その間に少し先の壁の向こう側では、この現場の労働者なのかこちらを覗き見ては何かしらの感想や仲間内のからかいなどでざわついているのが聞こえてきていた。
いや、まぁ、この現場のこの場所においても、
「お待たせしました」
「フン」
呼びに行った助手的な人と一緒に、この現場の責任者といわれる人物と共に現れた。
その人物は、背格好は170台といった所で筋骨隆々といったところであり、その露出させている肌の部分には、何気に切り傷やらが無数に刻まれていたりしており、さらにその立派な髭面といい、まさに海の男という表現がピッタリな人物であった。
が、その
「帰ぇんな」
これである。
「親方一応募集をかけたのですから、一度は話だけで「必要ない」」
助手的な人の言葉に被せるかの様、親方と呼ばれる人はそう言い切ってくる。
なんというか、天然記念物的な、まさに頑固親父という印象。もう希少種で保護対象にでもなれるんじゃないか?
「フン…」
「落ち着いてください、親方…」
「海の力仕事にゃ、女子供は不要なんだよ!なんで男と書いとかねーんだ!」
「職業差別がありまして、それを書けないですよ」
「知るか!そんな事!!」
Oh、そうだったのデスか、こんな所でもそういった事情があるんですね…
ご苦労様です。
まぁ、それでも一応募集要項の件と、潜水作業においては自身がある事を伝えてはみたものの、「けっ」という言葉と視線をこちらにあわえようとしない人物が一人。

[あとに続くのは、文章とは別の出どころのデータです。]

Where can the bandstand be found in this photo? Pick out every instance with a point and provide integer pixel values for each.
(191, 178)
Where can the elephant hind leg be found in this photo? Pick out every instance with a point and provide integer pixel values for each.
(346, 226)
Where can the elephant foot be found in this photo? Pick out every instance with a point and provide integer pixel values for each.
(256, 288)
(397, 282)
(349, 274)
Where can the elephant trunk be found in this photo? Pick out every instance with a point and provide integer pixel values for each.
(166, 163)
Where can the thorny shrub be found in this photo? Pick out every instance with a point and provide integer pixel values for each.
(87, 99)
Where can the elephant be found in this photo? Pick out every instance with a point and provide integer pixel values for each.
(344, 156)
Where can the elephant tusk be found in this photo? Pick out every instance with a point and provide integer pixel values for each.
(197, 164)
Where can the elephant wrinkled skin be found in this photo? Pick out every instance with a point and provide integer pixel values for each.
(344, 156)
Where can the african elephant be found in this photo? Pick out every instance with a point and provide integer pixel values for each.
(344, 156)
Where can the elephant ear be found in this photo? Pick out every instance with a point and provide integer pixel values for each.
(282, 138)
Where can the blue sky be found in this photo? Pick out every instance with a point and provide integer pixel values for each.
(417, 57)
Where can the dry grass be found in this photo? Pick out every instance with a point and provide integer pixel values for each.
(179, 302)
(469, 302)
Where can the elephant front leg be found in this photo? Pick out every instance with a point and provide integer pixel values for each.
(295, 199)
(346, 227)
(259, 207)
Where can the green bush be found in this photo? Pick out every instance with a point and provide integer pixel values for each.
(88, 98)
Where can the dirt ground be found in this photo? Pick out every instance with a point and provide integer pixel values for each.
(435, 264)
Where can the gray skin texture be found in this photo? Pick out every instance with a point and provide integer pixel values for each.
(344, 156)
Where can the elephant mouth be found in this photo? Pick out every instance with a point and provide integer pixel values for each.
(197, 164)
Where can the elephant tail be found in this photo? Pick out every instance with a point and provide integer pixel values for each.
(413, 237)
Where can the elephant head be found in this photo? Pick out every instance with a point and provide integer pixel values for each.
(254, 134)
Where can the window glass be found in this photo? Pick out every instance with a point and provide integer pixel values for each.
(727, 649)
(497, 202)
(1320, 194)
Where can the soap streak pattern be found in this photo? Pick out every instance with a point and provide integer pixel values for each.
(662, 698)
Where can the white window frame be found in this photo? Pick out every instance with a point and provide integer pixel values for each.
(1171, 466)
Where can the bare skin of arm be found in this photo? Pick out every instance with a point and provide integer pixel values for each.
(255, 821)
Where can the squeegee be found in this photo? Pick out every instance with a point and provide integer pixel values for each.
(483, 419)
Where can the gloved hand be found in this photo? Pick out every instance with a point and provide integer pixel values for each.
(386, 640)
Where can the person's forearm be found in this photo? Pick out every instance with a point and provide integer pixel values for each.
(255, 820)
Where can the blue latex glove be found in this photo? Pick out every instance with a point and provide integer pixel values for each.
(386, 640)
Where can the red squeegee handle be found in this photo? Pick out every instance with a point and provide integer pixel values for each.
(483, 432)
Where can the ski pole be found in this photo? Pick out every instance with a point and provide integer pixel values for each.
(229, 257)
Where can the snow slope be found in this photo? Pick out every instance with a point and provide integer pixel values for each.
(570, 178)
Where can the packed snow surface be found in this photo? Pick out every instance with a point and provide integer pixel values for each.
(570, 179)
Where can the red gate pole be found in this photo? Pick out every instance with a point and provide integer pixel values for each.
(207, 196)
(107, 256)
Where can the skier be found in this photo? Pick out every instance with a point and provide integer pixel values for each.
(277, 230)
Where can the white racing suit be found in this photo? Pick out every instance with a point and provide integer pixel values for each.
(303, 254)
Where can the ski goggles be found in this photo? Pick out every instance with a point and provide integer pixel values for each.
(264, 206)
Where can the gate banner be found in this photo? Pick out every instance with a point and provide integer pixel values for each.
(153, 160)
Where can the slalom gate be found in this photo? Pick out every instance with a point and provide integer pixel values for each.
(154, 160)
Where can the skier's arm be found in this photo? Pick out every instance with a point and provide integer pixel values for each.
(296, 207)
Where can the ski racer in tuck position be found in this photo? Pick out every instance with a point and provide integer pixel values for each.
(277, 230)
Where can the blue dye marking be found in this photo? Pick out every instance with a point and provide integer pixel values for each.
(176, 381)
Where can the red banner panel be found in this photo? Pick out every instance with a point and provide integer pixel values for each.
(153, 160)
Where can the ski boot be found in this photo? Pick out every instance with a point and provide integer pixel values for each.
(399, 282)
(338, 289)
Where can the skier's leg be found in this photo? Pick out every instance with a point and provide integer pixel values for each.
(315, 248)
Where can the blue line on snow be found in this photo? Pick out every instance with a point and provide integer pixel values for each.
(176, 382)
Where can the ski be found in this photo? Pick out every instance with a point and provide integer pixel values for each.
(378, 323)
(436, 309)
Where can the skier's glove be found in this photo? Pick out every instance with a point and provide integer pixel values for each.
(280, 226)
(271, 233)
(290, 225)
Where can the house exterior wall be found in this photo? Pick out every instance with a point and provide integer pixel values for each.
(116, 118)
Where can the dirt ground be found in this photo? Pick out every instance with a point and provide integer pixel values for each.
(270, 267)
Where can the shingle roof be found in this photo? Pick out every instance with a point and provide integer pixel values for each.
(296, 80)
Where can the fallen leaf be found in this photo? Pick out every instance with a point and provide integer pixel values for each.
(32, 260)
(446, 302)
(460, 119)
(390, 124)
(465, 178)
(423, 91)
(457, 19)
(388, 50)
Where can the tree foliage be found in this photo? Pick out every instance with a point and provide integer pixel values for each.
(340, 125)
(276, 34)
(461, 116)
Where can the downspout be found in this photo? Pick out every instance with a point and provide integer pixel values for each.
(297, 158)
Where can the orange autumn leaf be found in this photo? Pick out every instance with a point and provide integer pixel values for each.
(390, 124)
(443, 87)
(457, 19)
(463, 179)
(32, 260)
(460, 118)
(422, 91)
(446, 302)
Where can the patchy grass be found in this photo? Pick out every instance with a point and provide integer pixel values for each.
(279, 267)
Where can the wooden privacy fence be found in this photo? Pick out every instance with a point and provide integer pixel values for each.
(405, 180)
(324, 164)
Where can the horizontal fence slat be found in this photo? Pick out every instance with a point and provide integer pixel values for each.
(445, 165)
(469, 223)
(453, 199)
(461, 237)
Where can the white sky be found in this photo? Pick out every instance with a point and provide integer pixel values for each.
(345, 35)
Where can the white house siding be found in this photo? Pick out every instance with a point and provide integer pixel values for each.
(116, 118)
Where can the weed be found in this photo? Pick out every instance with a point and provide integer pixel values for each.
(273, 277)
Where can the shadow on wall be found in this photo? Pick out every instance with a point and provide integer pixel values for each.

いや、ほんとに大丈夫なんだけどな・・・どうすりゃ解ってくれるのだろうか
「そこまで言うなら、おい、コレをよく見ろ」
と、無造作ともいえるぐらいに、その資材置き場と思われる場所に落ちていた少し角ばった黄色の石ともブロックともいえる代物だった。
何かあるのか?とジーっとみてみるが、やはり何の変哲もない石というかブロックとしか表現が出来ない。長方体というにはちょっと歪ではあるのだが、まぁそれぐらいのブロックみたいな物といった所で、
「よく見たな?」
その問に頷くことで返すと、何を思ったか沖合に向かって投げ込んだ。
「アレを夕刻までに見つけてこい。見つけたら採用は
「「えっ!?」」
と、助手の人と声がハモる。
っていうか、ちょ!!それ早く言ってよ!!と思いながら、急ぎその海へと飛び込み、すぐさま投擲された場所へと向かおうと内臓されている推進機を起動させる。
推進機は下腿部と脚装甲部の内臓してあるウォータージェット推進を起動させての移動なのだが……同時に、潜水ならと装備させた全域アクティブソナーをすぐに発生させる。たぶん、あの物体状況だとパッシブじゃ解らないはずだ。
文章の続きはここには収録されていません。